The Super Cruise technology relies on a combination of radar, ultrasonic sensors, cameras and GPS map data to provide semi-autonomous driving capabilities on the highway even in bumper-to-bumper traffic. The key to this is the use of lane-centering technology that uses forward-looking cameras to detect lane markings, together with GPS map data to detect curves and other characteristics in the road.
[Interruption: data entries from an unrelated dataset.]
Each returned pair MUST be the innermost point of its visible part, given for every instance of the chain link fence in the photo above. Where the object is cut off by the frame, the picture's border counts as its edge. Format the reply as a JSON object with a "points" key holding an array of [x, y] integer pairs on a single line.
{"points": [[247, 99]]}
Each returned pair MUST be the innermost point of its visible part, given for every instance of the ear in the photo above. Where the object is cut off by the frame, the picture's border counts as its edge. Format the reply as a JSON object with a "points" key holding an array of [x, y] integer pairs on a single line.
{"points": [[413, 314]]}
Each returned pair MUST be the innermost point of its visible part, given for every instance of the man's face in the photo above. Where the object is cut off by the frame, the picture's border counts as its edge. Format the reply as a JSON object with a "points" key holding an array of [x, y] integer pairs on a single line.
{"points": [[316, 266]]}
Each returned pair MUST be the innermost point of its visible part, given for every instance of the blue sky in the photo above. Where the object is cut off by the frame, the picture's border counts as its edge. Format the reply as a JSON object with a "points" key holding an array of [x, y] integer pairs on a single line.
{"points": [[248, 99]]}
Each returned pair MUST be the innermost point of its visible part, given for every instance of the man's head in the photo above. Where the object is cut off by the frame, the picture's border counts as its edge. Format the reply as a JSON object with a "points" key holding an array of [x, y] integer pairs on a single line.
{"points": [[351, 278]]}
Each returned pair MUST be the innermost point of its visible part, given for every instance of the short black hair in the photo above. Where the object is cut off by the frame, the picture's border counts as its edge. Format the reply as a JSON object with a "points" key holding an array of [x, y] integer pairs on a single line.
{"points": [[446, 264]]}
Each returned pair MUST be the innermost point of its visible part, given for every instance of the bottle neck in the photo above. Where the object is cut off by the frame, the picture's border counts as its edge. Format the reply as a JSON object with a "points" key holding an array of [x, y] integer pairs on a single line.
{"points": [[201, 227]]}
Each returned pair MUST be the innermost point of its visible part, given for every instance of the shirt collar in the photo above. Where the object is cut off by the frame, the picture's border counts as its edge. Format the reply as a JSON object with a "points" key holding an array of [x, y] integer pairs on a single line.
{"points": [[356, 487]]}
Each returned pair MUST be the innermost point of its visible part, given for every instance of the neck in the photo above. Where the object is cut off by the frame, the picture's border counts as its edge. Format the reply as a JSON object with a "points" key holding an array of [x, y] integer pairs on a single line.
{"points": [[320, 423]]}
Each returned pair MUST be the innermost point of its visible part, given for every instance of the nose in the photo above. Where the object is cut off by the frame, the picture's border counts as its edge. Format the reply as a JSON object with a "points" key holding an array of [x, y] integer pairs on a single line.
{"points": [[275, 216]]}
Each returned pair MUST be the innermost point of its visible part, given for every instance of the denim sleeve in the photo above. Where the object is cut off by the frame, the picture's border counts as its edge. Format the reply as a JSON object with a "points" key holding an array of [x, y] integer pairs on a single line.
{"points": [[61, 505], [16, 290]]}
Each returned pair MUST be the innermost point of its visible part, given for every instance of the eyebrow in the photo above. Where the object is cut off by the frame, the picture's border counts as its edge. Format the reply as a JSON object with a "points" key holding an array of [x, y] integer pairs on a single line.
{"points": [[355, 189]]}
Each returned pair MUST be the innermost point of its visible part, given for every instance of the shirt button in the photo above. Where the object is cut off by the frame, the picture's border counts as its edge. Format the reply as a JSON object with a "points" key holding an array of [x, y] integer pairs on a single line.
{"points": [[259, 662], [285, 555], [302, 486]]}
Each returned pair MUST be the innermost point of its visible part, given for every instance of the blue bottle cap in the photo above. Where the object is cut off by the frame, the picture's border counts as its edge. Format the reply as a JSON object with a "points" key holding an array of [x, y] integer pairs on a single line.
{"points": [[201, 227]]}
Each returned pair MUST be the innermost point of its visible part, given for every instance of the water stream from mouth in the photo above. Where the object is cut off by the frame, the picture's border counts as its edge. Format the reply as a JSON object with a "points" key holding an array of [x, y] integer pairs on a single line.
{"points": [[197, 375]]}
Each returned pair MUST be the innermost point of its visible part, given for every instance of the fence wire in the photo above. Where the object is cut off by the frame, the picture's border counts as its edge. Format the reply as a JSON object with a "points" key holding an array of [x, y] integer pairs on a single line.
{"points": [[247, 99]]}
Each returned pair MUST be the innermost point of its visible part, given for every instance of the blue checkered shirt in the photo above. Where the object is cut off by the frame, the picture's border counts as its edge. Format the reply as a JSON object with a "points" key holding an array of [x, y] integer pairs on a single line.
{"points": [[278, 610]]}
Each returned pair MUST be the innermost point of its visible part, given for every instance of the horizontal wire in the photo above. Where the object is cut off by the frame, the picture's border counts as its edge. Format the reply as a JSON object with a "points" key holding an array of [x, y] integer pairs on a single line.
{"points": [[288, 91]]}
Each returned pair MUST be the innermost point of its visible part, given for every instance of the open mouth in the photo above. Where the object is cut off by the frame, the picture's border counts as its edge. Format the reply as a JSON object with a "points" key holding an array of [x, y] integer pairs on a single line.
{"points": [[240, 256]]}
Super Cruise builds on many technologies already available as part of its Driver Assist Package in the 2013 Cadillac XTS and ATS sedans that come together to provide what Cadillac claims is 360-degree crash risk detection and enhanced driver assist features. These include rear automatic braking, forward collision alert, full-speed range adaptive cruise control, safety seat alert, automatic collision preparation, lane departure warning and side blind zone alert.
Cadillac hopes to have Super Cruise technology ready for its vehicles by mid-decade, but even when it does appear drivers won’t be able to catch some shut-eye on long trips. As the technology is limited by external factors such as weather conditions and the visibility of lane markings, drivers will have to take the wheel when the system can’t gather reliable information.